Jim Dyer, who spent a decade as GOP staff director for the House Appropriations Committee after the 1994 Republican revolution, said he thinks the current CR cycle explains a broader issue. To Dyer, leadership now sees must-pass spending legislation more as a way to provide time for authorizing committees to work out policy issues, than an interim patch for appropriators to finish their work.

“Now its based on when the authorization committees can get their work done.
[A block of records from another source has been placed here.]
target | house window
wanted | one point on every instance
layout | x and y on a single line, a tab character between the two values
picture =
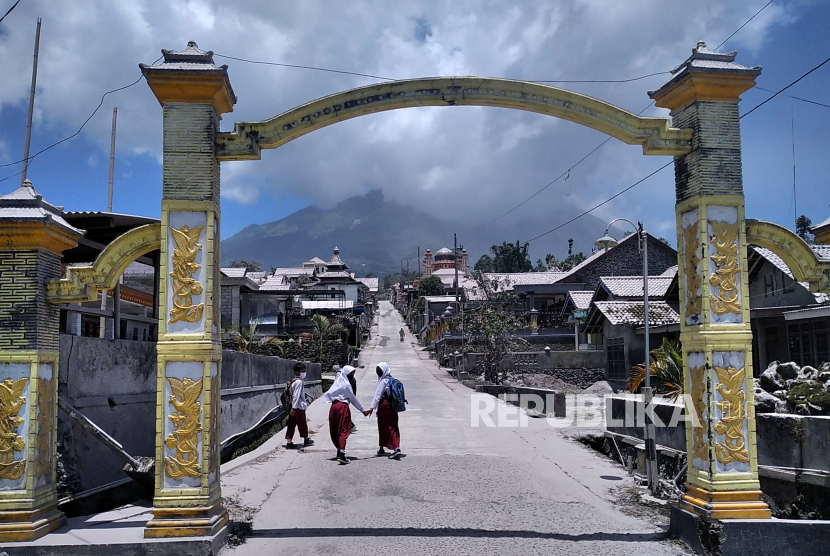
616	359
809	343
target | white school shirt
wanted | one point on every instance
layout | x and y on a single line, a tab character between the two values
298	394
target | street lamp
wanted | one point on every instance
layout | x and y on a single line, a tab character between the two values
651	449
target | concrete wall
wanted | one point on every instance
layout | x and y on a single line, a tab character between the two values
581	368
251	387
113	382
792	441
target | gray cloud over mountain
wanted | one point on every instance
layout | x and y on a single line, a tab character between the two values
468	163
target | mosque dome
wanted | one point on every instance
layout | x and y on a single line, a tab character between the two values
444	254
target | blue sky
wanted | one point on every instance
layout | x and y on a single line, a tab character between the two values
482	160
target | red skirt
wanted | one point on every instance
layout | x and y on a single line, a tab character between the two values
340	424
388	434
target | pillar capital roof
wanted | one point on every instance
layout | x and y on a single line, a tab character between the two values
190	76
28	223
705	75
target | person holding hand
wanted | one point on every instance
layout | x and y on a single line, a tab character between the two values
340	395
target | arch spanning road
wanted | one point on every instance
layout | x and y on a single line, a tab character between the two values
460	490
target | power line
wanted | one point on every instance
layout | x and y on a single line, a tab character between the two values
562	175
744	25
795	97
600	80
296	66
757	106
79	129
630	187
10	11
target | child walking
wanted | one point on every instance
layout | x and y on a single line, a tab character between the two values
389	436
296	416
340	395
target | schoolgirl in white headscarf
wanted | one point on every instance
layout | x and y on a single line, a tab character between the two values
340	395
389	436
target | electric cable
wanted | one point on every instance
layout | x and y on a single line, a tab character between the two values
744	25
10	11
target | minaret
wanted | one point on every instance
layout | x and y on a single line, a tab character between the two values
428	262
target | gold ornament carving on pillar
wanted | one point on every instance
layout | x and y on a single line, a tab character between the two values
214	424
184	266
725	241
11	402
690	250
187	420
733	415
45	405
697	377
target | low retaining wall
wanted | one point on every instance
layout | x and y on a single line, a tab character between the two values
113	383
580	368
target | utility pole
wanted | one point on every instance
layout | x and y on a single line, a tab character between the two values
31	107
112	158
455	264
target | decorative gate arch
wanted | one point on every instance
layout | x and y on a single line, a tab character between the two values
654	134
704	138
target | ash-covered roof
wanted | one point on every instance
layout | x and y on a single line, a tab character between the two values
27	205
526	278
632	312
581	299
234	272
622	287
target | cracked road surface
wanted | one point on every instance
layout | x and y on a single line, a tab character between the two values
459	490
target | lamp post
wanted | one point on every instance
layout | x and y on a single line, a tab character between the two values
651	449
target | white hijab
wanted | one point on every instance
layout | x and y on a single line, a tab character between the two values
341	390
386	371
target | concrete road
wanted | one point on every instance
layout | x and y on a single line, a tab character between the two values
459	490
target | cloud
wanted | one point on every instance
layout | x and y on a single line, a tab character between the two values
482	158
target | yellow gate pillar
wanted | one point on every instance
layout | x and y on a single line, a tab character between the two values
33	234
193	93
703	95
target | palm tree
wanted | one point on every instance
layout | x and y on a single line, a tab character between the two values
666	367
246	339
324	329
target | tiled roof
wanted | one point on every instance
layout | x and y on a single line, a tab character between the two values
234	272
631	312
371	283
581	299
822	252
335	274
293	271
526	278
25	204
632	286
274	283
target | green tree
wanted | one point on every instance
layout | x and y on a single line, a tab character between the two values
250	266
802	228
490	325
666	371
324	329
572	259
431	285
484	263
You don’t have to look any further than the debt ceiling, which is a Ways and Means Committee issue,” said Dyer, now a senior advisor with Baker Donelson.

Without the leverage of a stopgap, “all of this stuff would theoretically go off the board because there is no comity between the leadership about when or whether or how you would get these issues on the table,” Dyer said. “So you link them to a spending bill and you link them to the one thing that everyone professes they don’t want, that is a shutdown, and you say, ‘OK, the only hammer we have over your heads is the prospect of another shutdown.’”

Issues that are within the purview of authorizing committees have long stuck in the craw of appropriators trying to wrap up their business for the year, as Dyer and his former boss, the late Florida Rep. C.W. Bill Young used to regularly complain about. The fiscal 2018 process is no different.

However, as Dyer noted, “what is changed dramatically is the fact that the continuing resolution is no longer predicated on when those doing the appropriations bills can get their work done.”

Another problem is the lack of agreed-upon spending caps for appropriators to write their bills, which typically have been set much earlier in the fiscal year.

Case in point: late last year, GOP leaders pushed through a CR extending from Dec. 8 to Dec. 22, despite the fact that a deal on appropriations caps was nowhere to be seen. There was little hope of wrapping fiscal 2018 appropriations before the end of the year, and typically without anything keeping lawmakers in town they would pass a CR running past the holidays and go home for a lengthy break.

However, there was still a legislative Christmas present Republican leaders and the White House wanted to keep members around for to unwrap for their constituents: their long-sought tax code overhaul.